Authorities in Dallas said that Micah Johnson, the deceased gunman, had been “upset” by the shootings in recent days of Alton Sterling in Baton Rouge and Philando Castile near St Paul. Sterling was shot while pinned down by officers during a struggle in which a pistol remained in his pocket. Castile was shot while reaching for his identification documents after warning the officer he was legally carrying a firearm, his girlfriend said.

Johnson, a 25-year-old army reservist who served in Afghanistan, was killed by a bomb-carrying police robot after lengthy negotiations in which he articulated anger at the police shootings and said “he wanted to kill white people, especially white officers”.

From a perch at a parking garage, he had shot dead officers Lorne Ahrens, Michael Krol, Michael Smith, Brent Thompson and Patrick Zamarripa, and wounded seven others. He used an AR-15 rifle similar to that used in past high-profile mass shootings such as the massacre of primary school pupils in Sandy Hook, Connecticut, in December 2012.

Those who lived among Johnson and his family expressed astonishment at his involvement. “I would have never believed that someone from this neighbourhood could have had feelings like that,” said Robert Olsovsky, 55, who lives close to the large detached house where Johnson resided with his mother.

Yet this well-maintained modern family home, with a basketball hoop in the back yard next door and children playing in an adjacent street as media and law enforcement thronged the area, apparently harboured what police described as an arsenal of “bomb-making materials, ballistic vests, rifles, ammunition, and a personal journal of combat tactics”.

Law enforcement officials said late on Friday that Johnson appeared to have acted alone. Three other suspects had been held in custody, but authorities in Dallas had provided mixed signals about their importance to the investigation, and their status remained unclear.

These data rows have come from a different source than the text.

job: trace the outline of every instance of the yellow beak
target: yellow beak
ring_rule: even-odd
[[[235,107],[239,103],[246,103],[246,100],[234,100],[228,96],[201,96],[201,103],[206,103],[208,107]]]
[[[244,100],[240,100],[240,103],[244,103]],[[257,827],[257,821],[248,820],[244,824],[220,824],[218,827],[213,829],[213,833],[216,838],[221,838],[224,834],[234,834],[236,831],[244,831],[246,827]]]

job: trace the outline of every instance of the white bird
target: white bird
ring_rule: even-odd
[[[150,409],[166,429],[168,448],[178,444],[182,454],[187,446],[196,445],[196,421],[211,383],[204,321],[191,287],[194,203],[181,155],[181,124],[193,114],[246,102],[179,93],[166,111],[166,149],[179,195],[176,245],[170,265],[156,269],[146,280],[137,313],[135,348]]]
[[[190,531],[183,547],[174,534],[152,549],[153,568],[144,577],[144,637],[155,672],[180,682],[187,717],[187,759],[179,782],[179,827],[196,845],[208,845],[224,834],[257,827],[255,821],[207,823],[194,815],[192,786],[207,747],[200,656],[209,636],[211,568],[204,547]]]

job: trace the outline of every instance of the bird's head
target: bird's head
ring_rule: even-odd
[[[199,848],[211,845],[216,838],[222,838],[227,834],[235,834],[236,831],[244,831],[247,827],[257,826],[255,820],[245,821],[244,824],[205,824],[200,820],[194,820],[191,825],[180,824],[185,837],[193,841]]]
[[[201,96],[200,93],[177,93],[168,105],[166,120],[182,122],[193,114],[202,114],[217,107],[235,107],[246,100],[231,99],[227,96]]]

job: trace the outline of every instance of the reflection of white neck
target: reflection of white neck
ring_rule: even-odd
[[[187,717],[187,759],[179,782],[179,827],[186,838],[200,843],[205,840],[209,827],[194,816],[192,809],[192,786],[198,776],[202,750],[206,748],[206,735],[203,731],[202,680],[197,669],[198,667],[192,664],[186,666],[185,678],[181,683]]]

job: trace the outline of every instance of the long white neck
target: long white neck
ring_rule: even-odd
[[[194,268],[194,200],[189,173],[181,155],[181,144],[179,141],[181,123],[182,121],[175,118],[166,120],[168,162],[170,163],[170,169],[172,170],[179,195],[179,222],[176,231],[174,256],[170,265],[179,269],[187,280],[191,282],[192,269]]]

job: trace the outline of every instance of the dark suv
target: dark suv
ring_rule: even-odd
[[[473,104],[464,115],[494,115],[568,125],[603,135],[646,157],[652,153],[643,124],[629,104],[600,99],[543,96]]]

As it entered the weekend the city remained in a shocked state of mourning. Candles were laid out on concrete bollards in front of the Dallas police headquarters and Stars and Stripes stickers sat in a box waiting to be taken. An inscription scribbled on the box in cursive read: “7-7-2016, Remember our fallen heroes; honor our DPD heroes still among us.”

The streets surrounding El Centro community college, from which Johnson apparently mounted his attack, remained cordoned off, with police stationed along nearby roads on Friday night. FBI agents wearing blue shoe covers worked the area as investigators tried to judge bullet trajectories.

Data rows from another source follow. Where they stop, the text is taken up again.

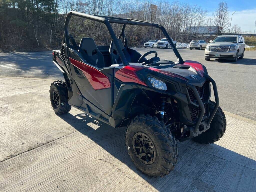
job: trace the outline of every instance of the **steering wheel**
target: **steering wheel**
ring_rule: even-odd
[[[142,60],[142,59],[145,57],[147,55],[148,55],[150,54],[151,54],[152,53],[154,53],[155,55],[155,57],[156,57],[157,56],[157,52],[156,51],[148,51],[145,54],[143,55],[141,57],[140,57],[140,58],[139,59],[139,60],[138,60],[138,63],[140,63],[141,62],[142,62],[142,61],[141,61],[141,60]],[[147,59],[148,61],[149,61],[149,60]]]

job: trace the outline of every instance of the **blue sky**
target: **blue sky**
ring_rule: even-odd
[[[172,0],[169,0],[170,2]],[[180,2],[187,3],[190,5],[196,4],[209,12],[208,16],[212,13],[218,6],[220,1],[207,1],[202,0],[179,0]],[[233,15],[231,26],[237,24],[240,27],[243,31],[251,31],[253,33],[256,19],[256,0],[228,0],[225,1],[228,4],[231,18],[232,14],[238,11]]]

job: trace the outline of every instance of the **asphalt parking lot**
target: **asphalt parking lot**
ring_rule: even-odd
[[[170,49],[135,49],[143,54],[154,50],[161,59],[177,59]],[[206,67],[217,83],[223,109],[256,120],[256,51],[246,51],[243,59],[234,63],[212,59],[205,61],[204,50],[178,50],[184,60],[198,61]],[[52,62],[52,56],[51,51],[0,53],[0,76],[62,78],[60,71]]]
[[[220,140],[178,143],[174,170],[149,177],[130,159],[125,127],[73,108],[55,114],[53,80],[0,78],[0,191],[255,191],[256,121],[225,112]]]

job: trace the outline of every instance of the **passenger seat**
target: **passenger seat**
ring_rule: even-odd
[[[80,50],[79,52],[90,64],[99,68],[105,67],[103,55],[98,49],[93,39],[82,38],[79,47]],[[82,50],[84,52],[82,53]]]

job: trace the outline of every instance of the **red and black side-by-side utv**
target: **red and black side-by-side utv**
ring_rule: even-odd
[[[68,33],[71,16],[105,25],[112,39],[110,46],[97,46],[87,38],[78,45]],[[111,23],[123,25],[118,38]],[[160,29],[177,61],[161,59],[155,51],[142,55],[129,47],[124,33],[128,25]],[[53,62],[65,79],[50,88],[55,112],[67,113],[72,106],[113,127],[127,126],[128,153],[143,172],[155,176],[169,173],[177,162],[177,141],[192,138],[208,144],[222,136],[226,119],[215,82],[204,65],[183,61],[162,26],[71,11],[64,32],[60,50],[52,52]],[[152,53],[154,57],[145,58]],[[215,102],[210,100],[211,83]]]

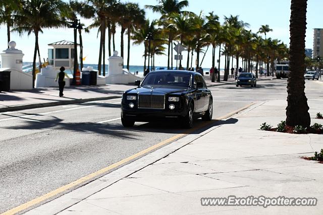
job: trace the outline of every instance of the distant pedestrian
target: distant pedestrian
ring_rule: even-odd
[[[218,76],[220,75],[220,72],[219,71],[219,70],[218,70],[218,68],[217,68],[217,66],[216,66],[216,67],[214,69],[214,74],[216,75],[216,77],[215,79],[218,80],[218,78],[219,78],[220,79],[220,77],[218,77]]]
[[[214,67],[212,66],[212,68],[210,69],[210,79],[212,79],[212,76],[214,74]]]
[[[60,89],[60,97],[63,97],[64,94],[63,94],[63,92],[64,90],[64,87],[65,86],[65,77],[69,79],[70,77],[67,76],[67,74],[64,72],[65,70],[65,67],[62,66],[60,68],[60,72],[57,74],[56,79],[55,79],[55,82],[57,82],[57,79],[59,79],[59,87]]]

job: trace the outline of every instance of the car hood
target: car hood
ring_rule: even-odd
[[[149,87],[149,86],[144,86],[144,87],[140,87],[137,88],[133,89],[131,90],[129,90],[128,91],[126,91],[127,93],[135,93],[135,94],[144,94],[146,93],[150,94],[151,93],[157,93],[160,94],[165,94],[168,93],[182,93],[185,91],[188,91],[189,90],[191,90],[191,89],[173,89],[173,88],[166,88],[163,87],[163,86],[160,86],[160,87],[158,87],[156,88],[151,87]]]

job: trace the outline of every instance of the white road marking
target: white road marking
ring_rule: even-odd
[[[116,118],[115,119],[108,119],[107,120],[101,121],[100,122],[97,122],[97,123],[101,124],[101,123],[104,123],[104,122],[112,122],[113,121],[119,120],[119,119],[121,119],[121,117]]]

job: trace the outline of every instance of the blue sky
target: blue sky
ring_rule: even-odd
[[[125,2],[123,1],[123,2]],[[155,5],[155,0],[132,0],[137,2],[143,8],[145,5]],[[261,25],[269,25],[273,31],[267,34],[267,37],[277,38],[289,45],[289,19],[290,16],[290,0],[189,0],[189,6],[186,10],[196,14],[201,11],[207,15],[213,11],[220,17],[221,23],[224,16],[239,15],[240,19],[250,25],[253,32],[258,31]],[[313,29],[323,28],[322,19],[320,15],[323,9],[323,1],[309,0],[307,6],[307,31],[306,38],[306,48],[313,47]],[[149,19],[158,19],[159,15],[146,10],[146,17]],[[89,24],[91,20],[84,21]],[[97,63],[98,57],[99,38],[97,38],[97,29],[92,29],[89,34],[83,34],[84,55],[87,56],[84,63]],[[17,48],[22,50],[25,54],[24,61],[32,61],[34,45],[34,36],[27,34],[19,36],[16,33],[12,33],[12,40],[17,42]],[[124,36],[124,51],[126,53],[127,39]],[[62,40],[73,41],[73,30],[71,29],[44,29],[43,33],[39,35],[39,47],[42,59],[47,57],[47,44]],[[119,51],[120,41],[120,29],[116,34],[117,50]],[[5,49],[7,47],[7,33],[4,25],[0,28],[0,49]],[[107,45],[106,45],[106,46]],[[210,49],[207,53],[202,65],[204,67],[210,67],[211,53]],[[143,45],[132,45],[131,48],[130,65],[143,65],[142,57]],[[218,53],[217,50],[216,53]],[[183,53],[183,59],[187,57],[186,52]],[[107,55],[107,53],[106,54]],[[195,58],[194,55],[194,58]],[[217,57],[218,58],[218,57]],[[125,62],[126,62],[126,57]],[[106,61],[107,61],[106,60]],[[186,61],[185,61],[186,62]],[[222,62],[223,61],[222,60]],[[166,56],[155,58],[156,65],[167,65]],[[186,64],[186,63],[185,64]],[[223,67],[222,66],[221,66]]]

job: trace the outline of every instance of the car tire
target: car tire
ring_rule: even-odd
[[[121,115],[121,123],[124,127],[132,127],[135,124],[134,120],[125,119],[122,117],[122,115]]]
[[[202,117],[203,121],[211,121],[212,120],[212,116],[213,115],[213,102],[210,99],[208,102],[208,108],[207,110]]]
[[[182,126],[184,128],[191,128],[193,127],[194,122],[194,106],[193,104],[191,103],[188,108],[187,114],[184,117],[183,120]]]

Yellow evidence-markers dotted the ground in Rosa Parks plaza in front of a statue of the civil rights activist and a fountain with words from Martin Luther King’s “I have a dream” speech etched into a stone behind the flowing water: “Until justice rolls down / like waters / and righteousness / like a mighty stream.”

Belo Garden park, where Thursday’s march had started, was quiet save for a couple of people sitting on benches. A Salvation Army disaster services food truck was parked close by. On the grass lay a poster with a broken heart drawing and the words “Alton Sterling, Philando Castile, no justice, no peace”.

Zabrian Jordan, a 34-year-old parking attendant, waited by the cordon for police to let him recover his truck from a parking lot near the core of the carnage. He had taken part in the march. “It was like a surreal moment,” he said. “I hear shots all the time where I’m from [north Dallas]. When I heard multiple, it’s like ‘oh no, it’s something’. And everybody was just like, panic stations.”

In the evening, as darkness fell, two dozen mostly white young people from an Oklahoma church, who happened to be visiting the city and wanted to respond to the tragedy, gathered in front of the bus station to pray and sing gospel music. “Storm is passing over, the storm is passing over, hallelujah,” they chorused. “Pray good things are yet to come, pray good things are about to be done.”

A couple of metres away, a young black man walked on to light rail tracks and stood provocatively in front of two police officers, daring them to make a move as they watched passively, hands by their sides.

“Come back, they’ll kill you,” screamed a black woman on the sidewalk. “They gonna kill you. He’s got his hand on his gun! He’s gonna drop you baby!” Eventually his friends persuaded him to move away.